Матуба охотно пошел с Тростиком.

Ваня понял, что теперь самое время сделать подарки – чтобы Тростик не вздыхал лишний раз.

– Игорь… мы раскопали кое – что…

Квакер заморгал, удивленный непривычным обращением. Но Ваня протянул ему Пришельца.

– Вот… Похоже, что это существо было игрушкой твоего пра… в общем, Павла Кондратьича… А вот карта острова, с которого мальчика привезли сюда…

Ваня протянул свернутый в трубку лист, и бумага упруго развернулась перед Квакером.

Квакер взял. Поморгал опять, мотнул головой.

– Чегой – то много, ребята. Сразу не помещается в мозгах. Объяснили бы…

– Ваня, давай, – велел Федя Трубин. – Ты у нас это… главный хранитель истории…

Ваня не стал упираться. Ему и самому хотелось рассказать наконец все, что накопилось. Все, что связано с бригом «Артемида» (хотя, возможно, брига и не было никогда на свете – Ваня порой рассудительно напоминал себе об этом).

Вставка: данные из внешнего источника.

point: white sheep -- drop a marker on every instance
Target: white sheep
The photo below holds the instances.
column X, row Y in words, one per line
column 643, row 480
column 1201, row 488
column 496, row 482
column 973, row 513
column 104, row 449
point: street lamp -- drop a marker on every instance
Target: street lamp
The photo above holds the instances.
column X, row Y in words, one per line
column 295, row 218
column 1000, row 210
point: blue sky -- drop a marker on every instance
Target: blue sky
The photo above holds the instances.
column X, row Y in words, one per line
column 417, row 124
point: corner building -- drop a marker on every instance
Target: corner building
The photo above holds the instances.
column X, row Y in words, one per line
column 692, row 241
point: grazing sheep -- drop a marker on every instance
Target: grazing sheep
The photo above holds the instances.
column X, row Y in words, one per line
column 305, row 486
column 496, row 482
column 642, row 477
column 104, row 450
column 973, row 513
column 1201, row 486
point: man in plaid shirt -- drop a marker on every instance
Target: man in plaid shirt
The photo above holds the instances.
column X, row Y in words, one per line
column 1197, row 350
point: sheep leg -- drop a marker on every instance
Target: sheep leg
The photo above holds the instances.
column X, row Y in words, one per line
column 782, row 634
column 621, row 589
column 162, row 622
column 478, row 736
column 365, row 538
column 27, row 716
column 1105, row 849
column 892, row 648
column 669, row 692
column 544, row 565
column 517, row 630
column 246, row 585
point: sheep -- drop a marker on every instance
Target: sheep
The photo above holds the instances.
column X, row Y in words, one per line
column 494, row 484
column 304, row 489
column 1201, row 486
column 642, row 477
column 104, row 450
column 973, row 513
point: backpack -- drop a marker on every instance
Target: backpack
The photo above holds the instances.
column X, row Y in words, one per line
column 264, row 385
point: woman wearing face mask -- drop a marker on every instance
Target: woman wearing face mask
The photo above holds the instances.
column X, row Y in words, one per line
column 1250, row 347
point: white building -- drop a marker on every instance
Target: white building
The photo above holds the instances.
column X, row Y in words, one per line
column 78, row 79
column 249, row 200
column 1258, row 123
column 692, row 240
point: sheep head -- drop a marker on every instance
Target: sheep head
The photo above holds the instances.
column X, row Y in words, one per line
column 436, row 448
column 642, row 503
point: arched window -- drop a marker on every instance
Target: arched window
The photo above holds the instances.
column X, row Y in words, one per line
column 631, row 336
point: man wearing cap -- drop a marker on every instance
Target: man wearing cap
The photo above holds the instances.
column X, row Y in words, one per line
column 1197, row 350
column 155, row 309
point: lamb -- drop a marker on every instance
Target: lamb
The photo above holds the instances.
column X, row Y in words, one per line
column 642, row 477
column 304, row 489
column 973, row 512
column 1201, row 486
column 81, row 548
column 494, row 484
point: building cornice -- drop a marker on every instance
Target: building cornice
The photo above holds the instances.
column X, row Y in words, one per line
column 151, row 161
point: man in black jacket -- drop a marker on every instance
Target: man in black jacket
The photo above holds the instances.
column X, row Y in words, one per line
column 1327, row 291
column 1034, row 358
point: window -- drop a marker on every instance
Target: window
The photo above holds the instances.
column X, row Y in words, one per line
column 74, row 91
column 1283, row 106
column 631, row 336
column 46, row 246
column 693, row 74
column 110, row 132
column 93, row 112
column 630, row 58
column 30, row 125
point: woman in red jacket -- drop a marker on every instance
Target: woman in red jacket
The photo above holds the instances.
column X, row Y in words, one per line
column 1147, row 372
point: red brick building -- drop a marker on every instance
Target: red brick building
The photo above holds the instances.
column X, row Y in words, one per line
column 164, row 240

– В общем… у моего деда был в детстве друг, Рем Шадриков, он жил недалеко отсюда, на Орловской. И он рассказывал моему деду, то есть Костику, о своем деде или прадеде, о капитане. А недавно у него появился глобус…

– Ваня, – деликатно сказала Лика, – ты глубоко вздохни. Зажмурься и соберись с мыслями. И говори все по порядку. Иначе будет в голове каша у тебя и у нас…

– У меня и так каша…

– Ты ее помешай и подуй на нее, чтобы остыла, – посоветовал Бруклин. – А мы пока сядем поудобнее. Кто где. Ожидается история, достойная Стивенсона и Сабатини…

Ваня хотел разозлиться на него, но все расселись на верстаке и табуретах (и вернувшийся с Матубой Тростик) и смотрели выжидательно. А Никель еще и ободряюще. Будто обещал помочь в случае чего.

Ну, ладно… Ваня сел верхом на памятный со вчерашнего дня старинный стул. Подбородком уперся в выемку резной спинки.

– Я попробую… рассказать. Только я сам не знаю теперь, что было по правде, а что придумалось…

– Так бывает со многими талантливыми авторами, – вставил Бруклин.

– Тимофей, вылетишь, – ласково пообещала Лика, и Ваня был ей благодарен.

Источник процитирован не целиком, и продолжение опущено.